Il secondo è la grotta santuario di San Michele Arcangelo. In età paleolitica era abitata, è gigantesca: lunga 75 metri può ospitare 400 persone. La tradizione vuole che sia stata lavorata dagli angeli, ma fossero stati anche dei muratori bergamaschi il risultato finale è di un’eleganza che lascia sconcertati. Un altare dedicato all’Immacolata Concezione, protetto da un baldacchino ligneo. Sarcofaghi e tombe addossate alle pareti. Un vecchio organo. Tutto è pregno di storia e mistero. Un’oretta di curve e si può visitare anche l’orgoglio locale: la certosa di san Lorenzo a Padula. E’ un immenso monastero del XIV secolo, uno dei più grandi al mondo, che nel corso della sua storia travagliata è stato utilizzato anche come campo di concentramento e come orfanotrofio. La certosa si offre ai visitatori spoglia della quasi totalità dei suoi interni, finiti in musei francesi e napoletani.
Questo non impedisce di rimanere affascinati dagli sterminati chiostri, dai raffinati stucchi del refettorio, dalla ricca cappella del priore, dalle confortevoli celle dei frati, dal pavimento ricoperto da mattonelle in ceramica di Vietri sul Mare della biblioteca, dalle sue 41 fontane… Achille Bonito Oliva negli scorsi anni ha curato un progetto grazie al quale alcune celle dei monaci sono diventate ateliers dove hanno lavorato artisti come Michelangelo Pistoletto, Sandro Chia, Jan Fabre, Mimmo Palladino, Toni Servillo… Oggi le loro opere convivono con l’austerità delle celle monacali, creando una intrigante collezione permanente.

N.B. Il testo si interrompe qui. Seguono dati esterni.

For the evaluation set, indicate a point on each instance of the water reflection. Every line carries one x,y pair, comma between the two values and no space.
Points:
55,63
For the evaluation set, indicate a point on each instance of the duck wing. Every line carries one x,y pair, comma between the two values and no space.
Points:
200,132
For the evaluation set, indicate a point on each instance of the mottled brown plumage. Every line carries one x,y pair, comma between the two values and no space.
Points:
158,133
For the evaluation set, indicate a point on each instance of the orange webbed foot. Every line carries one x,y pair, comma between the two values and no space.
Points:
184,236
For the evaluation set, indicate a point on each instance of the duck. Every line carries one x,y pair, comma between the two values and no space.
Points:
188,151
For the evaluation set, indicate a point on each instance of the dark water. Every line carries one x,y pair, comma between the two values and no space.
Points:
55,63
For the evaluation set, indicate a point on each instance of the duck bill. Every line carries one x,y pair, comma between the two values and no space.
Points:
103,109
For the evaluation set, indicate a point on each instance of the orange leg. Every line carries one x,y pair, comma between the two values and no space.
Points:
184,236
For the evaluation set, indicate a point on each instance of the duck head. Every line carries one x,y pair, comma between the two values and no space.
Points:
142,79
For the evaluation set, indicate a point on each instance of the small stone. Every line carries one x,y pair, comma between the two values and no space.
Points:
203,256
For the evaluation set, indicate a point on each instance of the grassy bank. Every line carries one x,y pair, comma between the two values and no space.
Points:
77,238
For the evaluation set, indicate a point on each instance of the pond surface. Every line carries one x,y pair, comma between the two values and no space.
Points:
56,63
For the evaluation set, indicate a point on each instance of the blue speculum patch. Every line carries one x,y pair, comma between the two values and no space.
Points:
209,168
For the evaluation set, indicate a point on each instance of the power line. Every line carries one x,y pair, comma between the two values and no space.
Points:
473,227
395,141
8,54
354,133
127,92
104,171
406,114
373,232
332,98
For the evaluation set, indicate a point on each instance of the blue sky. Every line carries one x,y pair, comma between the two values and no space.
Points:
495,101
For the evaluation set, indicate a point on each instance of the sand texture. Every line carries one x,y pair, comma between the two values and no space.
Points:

E’ però opportuno evitare la figuraccia di scambiare per arte contemporanea anche l’enorme tegame appoggiato al muro nel prato verso l’uscita dalla certosa, perché è solo… un tegame. Serve per cucinare un’enorme frittata, con cui ogni 10 di agosto viene rievocata quella delle mille uova che nel 1535 i cenobiti cucinarono per l’esercito di Carlo V di Spagna, ospite nella certosa di ritorno dalla vittoriosa battaglia di Tunisi contro i Barbareschi.
Come ogni viaggio targato Radio Popolare è prevista un’abbondante colonna sonora live. In questo caso il pusher sarà il Negro Festival, un appuntamento di musica e cultura etnica che da ventidue anni ha messo radici a Pertosa. L’edizione 2017 ha come sotto titolo “Anime. Profondità in musica” e un cartellone ricchissimo, a cui potremo attingere tutte le sere. Da Levante, la nuova protagonista della musica indipendente, a Enzo Avitabile, accompagnato dai Bottari di Portico. Da Lucilla Galeazzi, esponente storica della canzone popolare, agli Osanna e al Banco del Mutuo Soccorso, le due anime fondamentali di quel grande movimento musicale italiano, esploso negli anni ’70 che ha saputo portare la nostra musica più creativa e completa ai vertici del rock internazionale. Ma anche La Classica Orchestra Afro Beat, un ensemble di 14 elementi con una doppia anima: la musica classica e l’interiorità del continente “madre”, l’Africa.